Monday, November 2, 2009

Here Comes Everybody Chapter 1

I am somewhat troubled by the racial aspects of the missing phone anecdote.  Would the phone story have gotten as much attention online if the "villain" wasn't Latino?  Could Evan's actions be interpreted as those of an online vigilante?  Could the story be seen as an example of someone with more money and status, using their resources to beat up a person with less money and status?  The internet is not a level playing field.  It takes some disposable income to get online regularly.  When someone is the victim of a crime, they tend to want a severe penalty for the perpetrator, even if the crime was minor.  Was prompting online vitriol and people driving by the teenager's house an example of that?

A New York Times article does not really take the girl's side, but it does at least include comments from Sasha's mother.

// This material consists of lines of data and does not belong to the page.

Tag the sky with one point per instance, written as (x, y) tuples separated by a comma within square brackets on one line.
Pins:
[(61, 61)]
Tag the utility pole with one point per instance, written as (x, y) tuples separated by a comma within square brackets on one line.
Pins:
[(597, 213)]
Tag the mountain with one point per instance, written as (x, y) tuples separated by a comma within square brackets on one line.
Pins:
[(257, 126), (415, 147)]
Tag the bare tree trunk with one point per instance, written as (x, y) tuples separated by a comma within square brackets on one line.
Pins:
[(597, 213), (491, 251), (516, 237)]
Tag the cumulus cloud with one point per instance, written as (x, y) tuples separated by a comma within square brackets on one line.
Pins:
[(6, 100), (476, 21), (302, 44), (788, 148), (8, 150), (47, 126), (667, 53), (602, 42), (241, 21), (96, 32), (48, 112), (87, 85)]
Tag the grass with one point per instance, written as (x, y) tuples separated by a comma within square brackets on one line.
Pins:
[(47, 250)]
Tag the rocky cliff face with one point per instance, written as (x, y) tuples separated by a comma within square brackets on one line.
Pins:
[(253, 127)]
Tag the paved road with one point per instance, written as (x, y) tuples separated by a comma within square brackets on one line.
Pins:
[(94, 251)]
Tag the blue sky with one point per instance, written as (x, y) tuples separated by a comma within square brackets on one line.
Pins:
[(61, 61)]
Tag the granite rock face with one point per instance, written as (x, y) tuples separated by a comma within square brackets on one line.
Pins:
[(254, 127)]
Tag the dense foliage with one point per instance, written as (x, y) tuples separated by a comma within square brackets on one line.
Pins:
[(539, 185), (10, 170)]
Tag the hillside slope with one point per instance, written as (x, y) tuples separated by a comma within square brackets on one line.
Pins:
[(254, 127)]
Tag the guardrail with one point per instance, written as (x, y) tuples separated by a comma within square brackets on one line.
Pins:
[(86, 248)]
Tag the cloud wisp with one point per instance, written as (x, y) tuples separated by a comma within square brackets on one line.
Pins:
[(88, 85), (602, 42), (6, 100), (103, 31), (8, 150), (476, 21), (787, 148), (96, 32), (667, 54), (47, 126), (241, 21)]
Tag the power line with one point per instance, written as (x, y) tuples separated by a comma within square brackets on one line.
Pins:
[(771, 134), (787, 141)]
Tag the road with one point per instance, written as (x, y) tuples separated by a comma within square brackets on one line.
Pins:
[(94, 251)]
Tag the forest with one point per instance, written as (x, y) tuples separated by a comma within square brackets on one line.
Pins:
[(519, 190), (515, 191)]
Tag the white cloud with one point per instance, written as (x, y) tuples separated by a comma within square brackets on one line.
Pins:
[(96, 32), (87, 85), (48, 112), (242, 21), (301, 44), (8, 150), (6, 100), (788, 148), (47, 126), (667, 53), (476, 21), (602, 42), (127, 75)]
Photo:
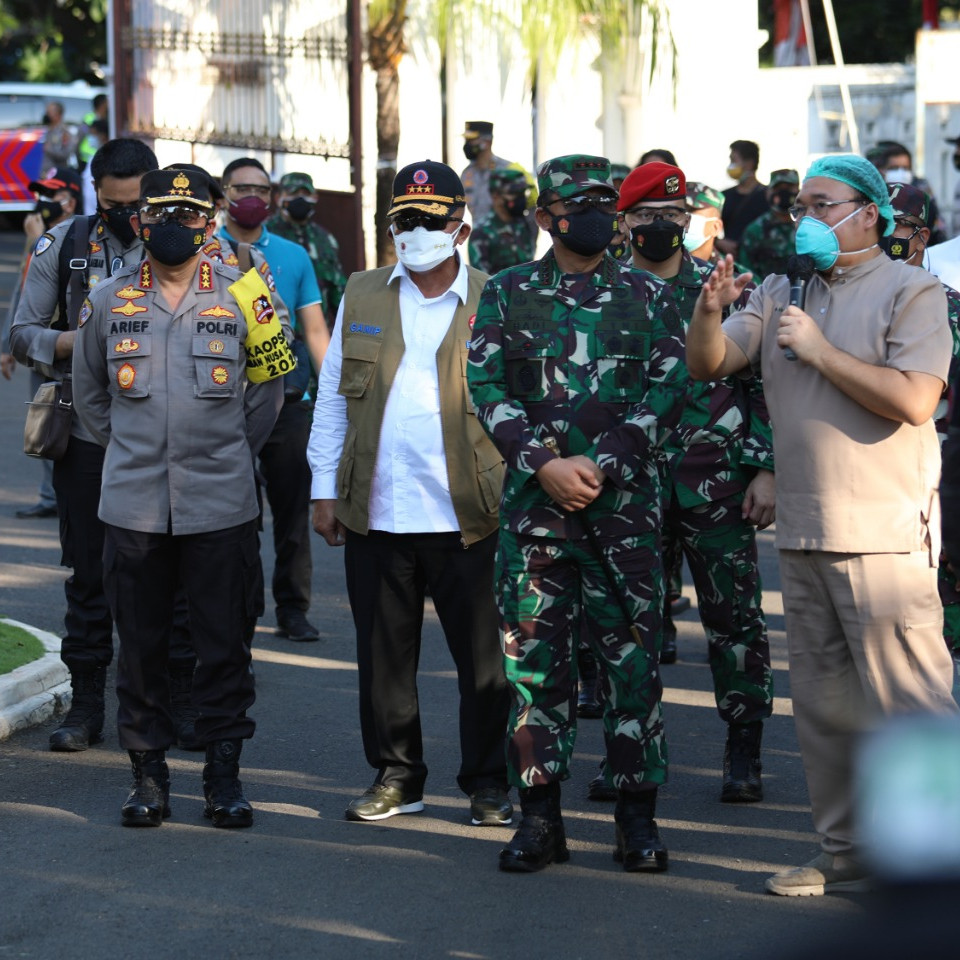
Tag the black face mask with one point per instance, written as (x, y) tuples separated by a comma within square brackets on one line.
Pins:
[(50, 210), (657, 241), (117, 220), (300, 208), (584, 233), (172, 243), (515, 205), (782, 200), (896, 248)]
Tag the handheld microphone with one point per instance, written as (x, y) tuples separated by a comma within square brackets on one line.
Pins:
[(800, 269)]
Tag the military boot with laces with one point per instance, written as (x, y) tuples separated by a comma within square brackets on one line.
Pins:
[(540, 838)]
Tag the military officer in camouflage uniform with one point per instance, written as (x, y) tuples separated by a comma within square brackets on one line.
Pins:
[(178, 374), (575, 370), (718, 486), (767, 243), (42, 337), (508, 234), (914, 220), (294, 221)]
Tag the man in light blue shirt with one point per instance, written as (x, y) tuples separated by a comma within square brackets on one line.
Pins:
[(283, 460)]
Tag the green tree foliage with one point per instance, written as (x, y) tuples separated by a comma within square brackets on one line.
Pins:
[(52, 40)]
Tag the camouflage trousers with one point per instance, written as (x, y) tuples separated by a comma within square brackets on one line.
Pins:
[(950, 598), (542, 586), (721, 552)]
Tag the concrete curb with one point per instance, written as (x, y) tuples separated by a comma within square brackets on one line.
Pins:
[(31, 694)]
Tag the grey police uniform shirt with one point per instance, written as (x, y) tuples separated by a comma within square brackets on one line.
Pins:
[(32, 340), (166, 392)]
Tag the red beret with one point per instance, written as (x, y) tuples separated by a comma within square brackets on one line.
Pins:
[(653, 181)]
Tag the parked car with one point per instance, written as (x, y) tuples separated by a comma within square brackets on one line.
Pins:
[(22, 106)]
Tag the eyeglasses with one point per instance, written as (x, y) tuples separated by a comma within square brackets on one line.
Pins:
[(405, 222), (649, 214), (184, 215), (582, 203), (250, 190), (818, 209)]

This part on Page 21, referring to social media, seems important:
By making it easier for groups to self-assemble and for individuals to contribute to group effort without requiring formal management (and its attendant overhead), these tools have radically altered the old limits on the size sophistication, and scope of unsupervised effort (the limits that created the institutional dilema in the first place).
...Therefore allowing things like Wikipedia, or the whole idea of wikis (pieces of text that can be edited by anyone), which is one of the two really new, paradigm changing ideas that we have discussed in this class.  (The other is Google's discovery of a new forum for advertising:  Acting as a go-between to bring together advertisers, and bloggers who individually will never have enough readers to support a sales person.)